A look-alike is a living person who closely resembles another living person. In popular Western culture, a look-alike is a person who bears a close physical resemblance to a celebrity, politician or member of royalty. Many look-alikes earn a living by making guest appearances at public events or performing on television or film, playing the person they resemble. A large variety of different celebrity lookalike images can be found throughout the web including professional agencies offering their services such as Lookalikes.net.
Look-alikes have also figured prominently at least since the 19th century in literature, and in the 20th and 21st centuries in film.
* Tina Fey and Sarah Palin haven been noted to look alike.
The genuine "Monty."
M.E. Clifton James, "Monty's double."
* Mikheil Gelovani, a Georgian actor and Joseph Stalin look-alike, played the Soviet leader in propaganda films of the 1930s and 1940s.

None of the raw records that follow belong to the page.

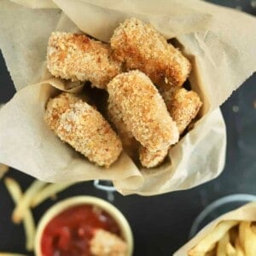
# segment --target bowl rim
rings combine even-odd
[[[50,207],[41,217],[35,235],[34,248],[36,256],[43,256],[41,252],[41,237],[46,224],[56,215],[65,210],[79,205],[93,205],[108,212],[118,224],[122,236],[127,243],[127,256],[131,256],[133,252],[133,236],[131,226],[123,213],[113,205],[105,200],[90,195],[77,195],[60,201]]]

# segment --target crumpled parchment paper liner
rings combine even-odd
[[[37,2],[31,7],[36,9]],[[192,0],[53,2],[62,12],[31,9],[8,0],[0,3],[0,32],[6,37],[0,38],[0,47],[18,90],[0,111],[0,162],[49,182],[111,179],[124,195],[187,189],[217,177],[226,147],[218,107],[256,70],[255,19]],[[50,32],[81,30],[108,41],[128,16],[150,22],[167,38],[176,38],[193,64],[191,87],[204,102],[195,128],[172,148],[164,165],[152,170],[139,170],[125,153],[111,168],[97,167],[61,142],[43,119],[45,102],[56,88],[69,88],[49,74],[42,79]]]

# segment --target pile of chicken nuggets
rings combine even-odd
[[[50,98],[45,112],[61,140],[100,166],[109,167],[123,149],[143,167],[157,166],[202,105],[195,91],[182,87],[189,61],[136,18],[120,24],[109,44],[84,34],[52,32],[47,67],[55,77],[90,81],[108,91],[105,117],[67,92]]]

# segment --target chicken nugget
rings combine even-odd
[[[76,151],[98,166],[108,167],[122,151],[121,141],[93,107],[74,96],[62,94],[47,105],[46,123]]]
[[[179,134],[184,131],[202,106],[198,94],[184,88],[174,90],[171,101],[167,100],[166,102],[171,116],[177,124]]]
[[[127,244],[115,234],[98,229],[90,241],[90,251],[95,256],[126,256]]]
[[[73,81],[90,81],[93,86],[106,84],[121,71],[113,60],[110,47],[86,35],[52,32],[48,43],[47,67],[55,77]]]
[[[133,134],[127,129],[122,119],[122,114],[113,102],[108,104],[108,116],[111,123],[117,130],[117,133],[122,141],[123,148],[128,155],[133,160],[137,159],[139,143],[135,139]]]
[[[138,70],[121,73],[108,86],[108,102],[118,106],[128,131],[147,149],[155,152],[178,141],[178,131],[163,98]]]
[[[116,60],[125,62],[128,69],[143,71],[159,86],[181,86],[190,73],[191,64],[180,50],[138,19],[120,24],[110,44]]]
[[[48,101],[44,119],[51,130],[57,128],[60,117],[70,108],[70,105],[78,102],[79,101],[79,97],[67,92],[62,92]]]
[[[139,148],[139,159],[143,166],[146,168],[153,168],[163,162],[168,154],[169,148],[150,152],[144,147]]]

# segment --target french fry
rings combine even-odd
[[[26,256],[24,254],[13,253],[0,253],[0,256]]]
[[[49,197],[67,189],[76,183],[65,183],[57,184],[49,184],[36,194],[31,201],[31,207],[36,207]]]
[[[218,242],[216,256],[226,256],[226,247],[230,242],[230,234],[227,232]]]
[[[237,237],[235,242],[236,256],[245,256],[244,251],[240,244],[239,238]]]
[[[251,225],[252,231],[256,234],[256,224],[255,223]]]
[[[244,248],[247,256],[256,254],[256,234],[251,230],[251,223],[245,222]]]
[[[15,180],[10,177],[6,177],[4,179],[4,183],[13,201],[15,201],[15,204],[18,204],[18,202],[22,200],[22,192],[19,183]],[[25,234],[26,234],[26,249],[27,251],[32,251],[34,247],[34,237],[35,237],[36,228],[35,228],[35,222],[32,214],[29,209],[26,211],[23,218],[23,224],[24,224]],[[0,254],[0,256],[2,254]]]
[[[0,164],[0,178],[8,172],[9,166]]]
[[[226,246],[226,256],[236,256],[236,248],[231,245],[230,242],[228,242]]]
[[[12,219],[15,224],[20,223],[23,219],[26,212],[27,211],[31,200],[34,196],[34,195],[39,191],[44,186],[45,186],[45,183],[36,180],[32,185],[26,189],[24,193],[23,197],[19,201],[16,205],[15,209],[14,210]]]
[[[238,237],[239,237],[239,241],[240,244],[241,246],[241,247],[243,248],[243,250],[245,250],[245,229],[246,229],[246,225],[247,223],[245,221],[241,221],[239,224],[239,227],[238,227]]]
[[[225,233],[236,225],[238,221],[227,220],[219,223],[215,229],[207,235],[195,247],[189,251],[189,256],[204,255],[211,250],[212,245],[218,241]]]

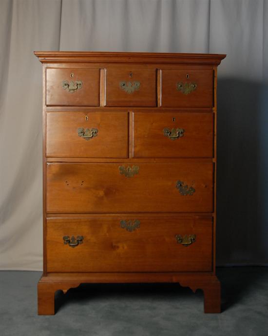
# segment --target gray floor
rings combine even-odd
[[[1,336],[267,336],[268,268],[222,268],[221,314],[177,284],[87,284],[56,294],[57,314],[37,315],[39,272],[0,273]]]

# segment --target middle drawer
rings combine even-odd
[[[48,163],[48,212],[213,210],[213,163]]]
[[[128,122],[127,112],[48,112],[46,156],[127,157]]]
[[[212,157],[213,114],[133,113],[133,157]]]

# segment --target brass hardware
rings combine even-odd
[[[197,84],[196,83],[184,83],[183,82],[179,82],[176,84],[176,86],[178,91],[181,91],[184,94],[188,94],[195,90]]]
[[[140,227],[140,222],[137,219],[135,219],[134,221],[121,220],[120,221],[120,224],[122,229],[125,229],[127,231],[132,232],[134,231],[136,229],[138,229]]]
[[[120,173],[122,175],[124,174],[127,177],[132,177],[135,174],[137,174],[139,169],[138,166],[133,166],[132,168],[130,166],[128,166],[126,168],[123,166],[119,166],[118,168]]]
[[[195,189],[193,188],[192,187],[190,187],[190,188],[188,188],[187,185],[184,186],[184,183],[179,180],[177,181],[176,188],[179,189],[180,194],[183,196],[187,196],[187,195],[191,196],[195,191]]]
[[[75,236],[72,236],[70,238],[69,236],[63,236],[62,239],[64,244],[67,245],[68,244],[71,247],[76,247],[79,244],[82,244],[84,237],[83,236],[77,236],[75,238]]]
[[[78,136],[82,137],[85,140],[89,140],[94,137],[97,136],[98,130],[97,128],[82,128],[77,129]]]
[[[62,81],[63,89],[68,90],[68,92],[70,93],[74,93],[74,92],[80,89],[82,87],[82,81],[76,81],[75,83],[74,81],[71,81],[70,83],[68,81]]]
[[[196,238],[196,234],[186,234],[183,237],[180,234],[176,234],[175,236],[177,243],[178,244],[181,244],[183,246],[189,246],[191,244],[194,243],[195,238]]]
[[[184,129],[183,128],[172,128],[171,130],[170,128],[164,128],[163,130],[164,135],[168,137],[172,140],[175,140],[182,136],[183,136],[184,133]]]
[[[133,93],[134,91],[139,89],[140,83],[139,82],[120,82],[119,85],[120,88],[127,93]]]

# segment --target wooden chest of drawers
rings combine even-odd
[[[178,282],[220,312],[217,66],[224,55],[38,52],[43,69],[38,314],[82,283]]]

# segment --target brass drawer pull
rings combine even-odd
[[[132,220],[121,220],[120,221],[120,226],[122,229],[125,229],[127,231],[132,232],[135,231],[136,229],[138,229],[140,226],[140,222],[137,219]]]
[[[138,166],[133,166],[132,168],[130,166],[128,166],[127,167],[119,166],[118,168],[120,173],[124,175],[127,177],[132,177],[138,173],[139,169]]]
[[[68,244],[71,247],[76,247],[79,244],[82,244],[84,237],[83,236],[77,236],[75,238],[75,236],[72,236],[70,238],[69,236],[63,236],[62,239],[64,244],[67,245]]]
[[[74,93],[77,90],[82,88],[83,83],[82,81],[71,81],[70,83],[68,81],[62,81],[62,87],[64,90],[66,90],[70,93]]]
[[[119,82],[120,88],[127,92],[127,93],[133,93],[134,91],[138,90],[140,86],[139,82]]]
[[[184,186],[184,182],[183,182],[179,180],[177,181],[176,188],[177,189],[179,189],[180,194],[183,196],[187,196],[187,195],[191,196],[195,191],[195,189],[193,188],[192,187],[190,187],[190,188],[189,188],[187,185]]]
[[[176,87],[178,91],[180,91],[184,94],[188,94],[195,90],[197,87],[197,84],[196,83],[184,83],[183,82],[179,82],[176,83]]]
[[[194,243],[195,238],[196,238],[196,234],[186,234],[183,237],[180,234],[176,234],[175,236],[177,243],[178,244],[181,244],[184,246],[189,246],[191,244]]]
[[[175,140],[176,139],[179,139],[183,136],[184,129],[183,128],[172,128],[171,130],[170,128],[164,128],[163,132],[165,136],[168,137],[172,140]]]
[[[78,136],[82,137],[85,140],[89,140],[94,137],[97,136],[98,130],[97,128],[79,128],[77,129]]]

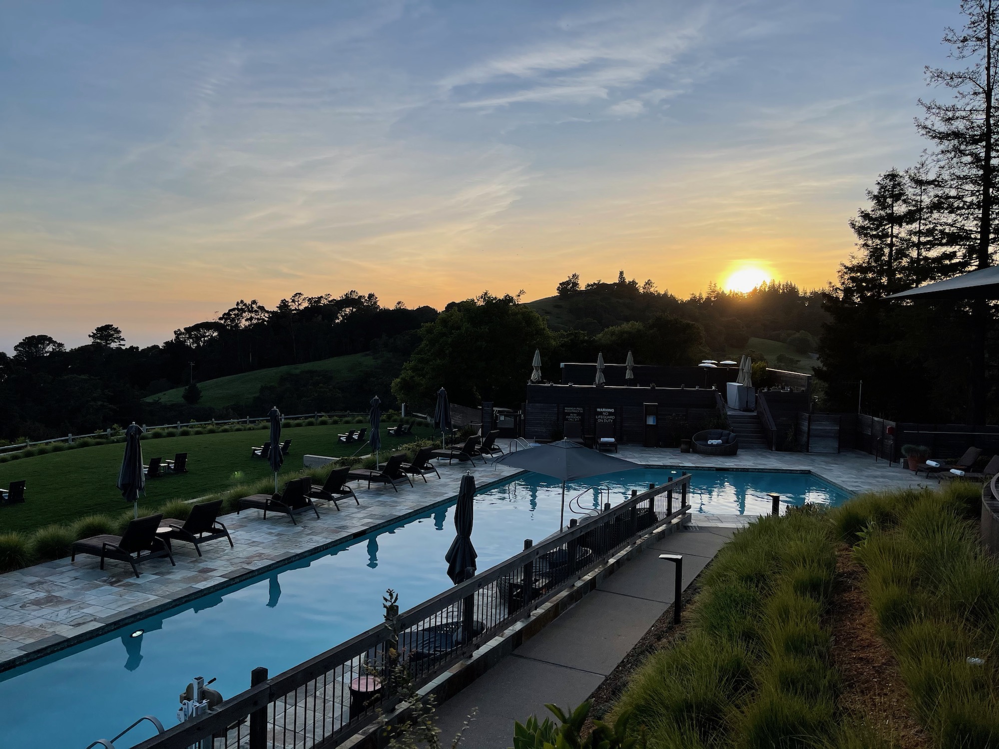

In 2008, 88-year-old Felix Dadaev, a former dancer and juggler, disclosed that he had been one of four look-alikes whom Stalin had employed as decoys to mislead enemies and potential assassins (there in fact were attempts on Stalin's life — two at Yalta alone).[1]
* Charlie Chaplin once during the '30s went to a Charlie Chaplin-look-alike competition and ended in third place.[2]
* In 1944, shortly before D-Day, M.E. Clifton James, who bore a close resemblance to Field Marshall Bernard Montgomery, was sent to Gibraltar and North Africa, in order to deceive the Germans about the location of the upcoming invasion. This story was the subject of a book and film, I Was Monty's Double.
* A notable conspiracy theory holds that Paul McCartney died in 1966 and was replaced by a Canadian policeman named William Shears Campbell.
* In the 1970s, actor-comedian Richard M. Dixon (born James LaRoe), look-alike to then-President Richard M. Nixon, gained some celebrity, portraying the president in the films, Richard (1972) and The Faking of the President (1976). He also appeared in the unreleased short film Men of Crisis: The Harvey Wallinger Story.
* Jeannette Charles has, since the early 1970s, worked as a look-alike to Britain's Queen Elizabeth II.